Chéri Samba at Corridor / Antwerp

Chéri Samba / Ils attendent le sauveur Jésus Christ

13 June - 9 August 2020

Corridor Gallery
Leopoldstraat 55
2000 Antwerp

Belgium




















Chéri Samba (1956) is a painter from the Democratic Republic of Congo. He is one of the most famous contemporary African artists, with works included in the collections of the Centre Georges Pompidou, Fondation Cartier, Louis Vuitton and the Museum of Modern Art in New York. He participated in the 2007 Venice Biennale and in group exhibitions at Tate Modern (London), Le Magasin (Grenoble) and ZKM (Karlsruhe). Chéri Samba’s international breakthrough was the groundbreaking group exhibition Les Magiciens de la Terre (curator: Jean-Hubert Martin) at the Centre Georges Pompidou in Paris in 1989.

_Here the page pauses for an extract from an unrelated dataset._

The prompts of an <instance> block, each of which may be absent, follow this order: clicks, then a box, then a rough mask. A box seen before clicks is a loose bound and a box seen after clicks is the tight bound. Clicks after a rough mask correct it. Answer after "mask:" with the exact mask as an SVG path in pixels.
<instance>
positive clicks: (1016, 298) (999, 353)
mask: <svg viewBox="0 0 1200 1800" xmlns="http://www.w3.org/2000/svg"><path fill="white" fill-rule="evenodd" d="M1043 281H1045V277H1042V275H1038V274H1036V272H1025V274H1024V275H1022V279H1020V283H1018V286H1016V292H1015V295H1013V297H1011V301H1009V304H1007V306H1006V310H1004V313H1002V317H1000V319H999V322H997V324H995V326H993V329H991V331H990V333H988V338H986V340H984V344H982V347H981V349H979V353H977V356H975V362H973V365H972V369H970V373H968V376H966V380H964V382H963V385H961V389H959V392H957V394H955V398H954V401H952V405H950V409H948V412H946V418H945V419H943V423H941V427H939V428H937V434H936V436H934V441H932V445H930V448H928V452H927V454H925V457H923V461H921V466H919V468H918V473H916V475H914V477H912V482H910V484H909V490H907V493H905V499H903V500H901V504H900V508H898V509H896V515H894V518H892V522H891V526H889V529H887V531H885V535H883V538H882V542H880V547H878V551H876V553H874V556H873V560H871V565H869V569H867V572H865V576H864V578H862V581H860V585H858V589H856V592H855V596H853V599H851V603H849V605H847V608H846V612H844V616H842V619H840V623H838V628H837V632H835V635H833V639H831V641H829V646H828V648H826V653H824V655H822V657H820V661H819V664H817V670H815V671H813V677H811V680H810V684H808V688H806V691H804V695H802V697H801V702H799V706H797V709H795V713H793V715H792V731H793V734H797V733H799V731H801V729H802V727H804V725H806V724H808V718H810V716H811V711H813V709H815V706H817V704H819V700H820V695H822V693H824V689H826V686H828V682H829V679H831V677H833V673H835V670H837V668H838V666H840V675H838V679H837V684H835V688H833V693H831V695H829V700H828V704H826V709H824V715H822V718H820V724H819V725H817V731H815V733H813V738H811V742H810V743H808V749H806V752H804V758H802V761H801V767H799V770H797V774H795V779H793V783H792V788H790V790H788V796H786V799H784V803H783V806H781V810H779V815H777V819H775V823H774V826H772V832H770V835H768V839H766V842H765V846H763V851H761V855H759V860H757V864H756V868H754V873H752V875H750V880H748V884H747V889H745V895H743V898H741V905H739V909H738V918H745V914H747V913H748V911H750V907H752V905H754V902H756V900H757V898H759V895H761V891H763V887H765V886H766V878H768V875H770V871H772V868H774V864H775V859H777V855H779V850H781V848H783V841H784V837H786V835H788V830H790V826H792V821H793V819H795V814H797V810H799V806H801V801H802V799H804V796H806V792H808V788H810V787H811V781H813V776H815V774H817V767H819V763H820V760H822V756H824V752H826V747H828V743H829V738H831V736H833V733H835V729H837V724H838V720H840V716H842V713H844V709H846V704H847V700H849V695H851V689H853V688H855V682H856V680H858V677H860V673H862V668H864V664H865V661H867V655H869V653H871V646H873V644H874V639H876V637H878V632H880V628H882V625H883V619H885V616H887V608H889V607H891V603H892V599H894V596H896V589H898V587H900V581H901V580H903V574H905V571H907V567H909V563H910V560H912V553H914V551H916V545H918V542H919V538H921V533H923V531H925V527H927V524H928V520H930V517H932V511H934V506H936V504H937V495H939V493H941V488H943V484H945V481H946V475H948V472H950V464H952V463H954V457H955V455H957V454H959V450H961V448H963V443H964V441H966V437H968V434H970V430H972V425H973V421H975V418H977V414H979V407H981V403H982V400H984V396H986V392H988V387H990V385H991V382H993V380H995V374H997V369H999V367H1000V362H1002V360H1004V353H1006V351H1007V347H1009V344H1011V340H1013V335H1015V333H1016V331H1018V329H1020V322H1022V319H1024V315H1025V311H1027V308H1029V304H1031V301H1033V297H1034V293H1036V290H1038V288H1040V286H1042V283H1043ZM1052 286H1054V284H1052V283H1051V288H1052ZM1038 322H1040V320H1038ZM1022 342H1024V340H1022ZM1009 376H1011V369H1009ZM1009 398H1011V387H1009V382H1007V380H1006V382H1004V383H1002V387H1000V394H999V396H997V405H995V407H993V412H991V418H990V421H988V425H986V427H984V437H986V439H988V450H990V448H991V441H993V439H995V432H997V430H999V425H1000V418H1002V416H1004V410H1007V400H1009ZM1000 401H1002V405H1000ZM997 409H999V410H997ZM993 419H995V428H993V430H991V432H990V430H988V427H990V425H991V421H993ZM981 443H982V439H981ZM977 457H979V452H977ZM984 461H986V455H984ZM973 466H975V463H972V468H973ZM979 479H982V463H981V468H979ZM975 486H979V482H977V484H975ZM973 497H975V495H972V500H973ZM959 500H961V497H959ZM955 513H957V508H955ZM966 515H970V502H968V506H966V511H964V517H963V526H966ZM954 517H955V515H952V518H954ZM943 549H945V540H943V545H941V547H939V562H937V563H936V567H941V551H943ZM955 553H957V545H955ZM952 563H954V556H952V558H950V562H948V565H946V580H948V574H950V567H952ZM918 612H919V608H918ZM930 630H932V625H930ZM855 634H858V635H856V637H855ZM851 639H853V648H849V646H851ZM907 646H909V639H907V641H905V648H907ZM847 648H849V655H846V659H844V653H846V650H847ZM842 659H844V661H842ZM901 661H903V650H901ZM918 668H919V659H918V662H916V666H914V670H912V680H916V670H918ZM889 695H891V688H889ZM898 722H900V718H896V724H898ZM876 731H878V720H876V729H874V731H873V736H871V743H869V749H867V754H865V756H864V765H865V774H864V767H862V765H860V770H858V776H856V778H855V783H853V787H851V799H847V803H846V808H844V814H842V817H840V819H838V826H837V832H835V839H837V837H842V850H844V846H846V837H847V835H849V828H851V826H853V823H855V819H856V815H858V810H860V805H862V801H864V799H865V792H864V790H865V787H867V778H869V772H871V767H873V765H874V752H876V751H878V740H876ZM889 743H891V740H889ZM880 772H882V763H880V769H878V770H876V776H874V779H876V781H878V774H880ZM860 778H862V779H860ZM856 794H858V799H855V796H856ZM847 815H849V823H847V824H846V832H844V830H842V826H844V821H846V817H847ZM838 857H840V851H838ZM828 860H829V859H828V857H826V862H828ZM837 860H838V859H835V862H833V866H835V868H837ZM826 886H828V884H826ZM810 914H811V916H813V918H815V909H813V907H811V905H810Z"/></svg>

Chéri Samba or Samba wa Mbimba N’zingo Nuni Masi Ndo Mbasi was born in Kinto M’Vuila as the elder son of a family of ten children. His father was a blacksmith and his mother a farmer. In 1972, at the age of 16, he left the village to find work as a sign painter in the capital Kinshasa. In 1975 he opened his own studio. At the same time, he also became an illustrator for the entertainment magazine Bilenge Info. It is around this time that he starting developing his signature style of combining paintings with text. Working both as a billboard painter and a comic-strip artist, he used the styles of both genres when he began making his paintings on sacking cloth. His paintings almost always include text in French and Lingala, commenting on life in Africa and the modern world.